Her question seemed very interesting as a number of startup founders being "promoted" to the chairman's position once the company started becoming big business. A new CEO would eventually be hired, usually from a "more" process driven company to take his place. In a nutshell, the question that required attention was – What changes when a startup transforms into a corporation? Let's look at the answers.
The Shift in the Type of Customer
Thought it might seem linear and simple, but a firm's transformation from a small startup to a larger company involves a lot more managerial efforts than just administering sales. The growing numbers require embracing an extensive customer base beyond the early adopters. Geoffrey Moore, a management consultant, in his seminal work on "Technology adoption life cycle" has elaborated on how early stage ventures need to "cross the chasm" and move towards the mainstream market.
Technology Adoption Life Cycle Curve by Geoffrey Moore
As Mrs Sharma's startup aligns its minimum viable product and starts testing its model in the market, it meets the first set of customers called early adopters. These customers are technology enthusiasts and visionaries who believe in the potential of the product. Not only are they interested in an unfinished product, but these set of customers are also even willing to assemble the product based on their needs. These guys become evangelists of the product and help market it in their ecosystems. Typically, quality early adopters bring great value to a firm as they guide the founders towards mainstream customers.

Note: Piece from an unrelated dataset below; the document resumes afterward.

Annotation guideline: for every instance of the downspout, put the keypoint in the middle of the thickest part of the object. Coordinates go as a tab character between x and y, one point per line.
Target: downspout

The next sets of customers, the mainstream market, are high volume buyers that represent a real demand. This set will bring in the required sales numbers and scale to Mrs Sharma's company. These people are extremely practical in their buying behaviour and compare you with the existing competition or alternatives before indulging further. Once you display a clear value proposal vis-à-vis the ownership costs, your product is good to go. But having said that, these buyers are extremely demanding and will push you to innovate and calibrate as you move towards a bigger pie of their attention.
The Evolving Style of Management
As Mrs Sharma's company moves from early adoption to mainstream market, her entrepreneurial management style needs to be succeeded, by a process-oriented management style that brings in the necessary culture and organizational structure. But this step should not be confused with the ideology that everything needs to "go by the books." The mainstream market has its own set of uncertainty and an innovative ethos will always follow suit.
Though both, Startup chaos and corporate rigidity, are very important in their scope of time for company building, the objective, here or rather now, is to create an organization that land exactly in between the chaos and the rigidity to bring predictable and repeatable success. Hence to bring in the optimized agility with a much larger group of people, it is imperative to embrace a process driven management that promotes innovation and synergy among departments bridging any bureaucratic outsets.
Building Fast-Response Teams
While dealing with early adopters, Mrs Sharma had created functional departments that would respond to customers, competitors and market opportunities. Moving ahead towards mainstream customers, she would have to turn those departments into fast-response teams to implement decisions consistently faster that would lead to a tremendous, often decisive, advantage. And to do that, her company needs to follow an agile-decentralized decision making management system.
Since, in most cases, the employees who are at the point of decision understand the true situation better than the "executive leader," it is dangerous for a small company to go for a formal, upward centralized decision-making process. Speed, here, would mean reducing the time needed to make decisions and to incorporate feedback. And the aim would be to be faster than your competitors or cash burn rate, taking real advantage of timing.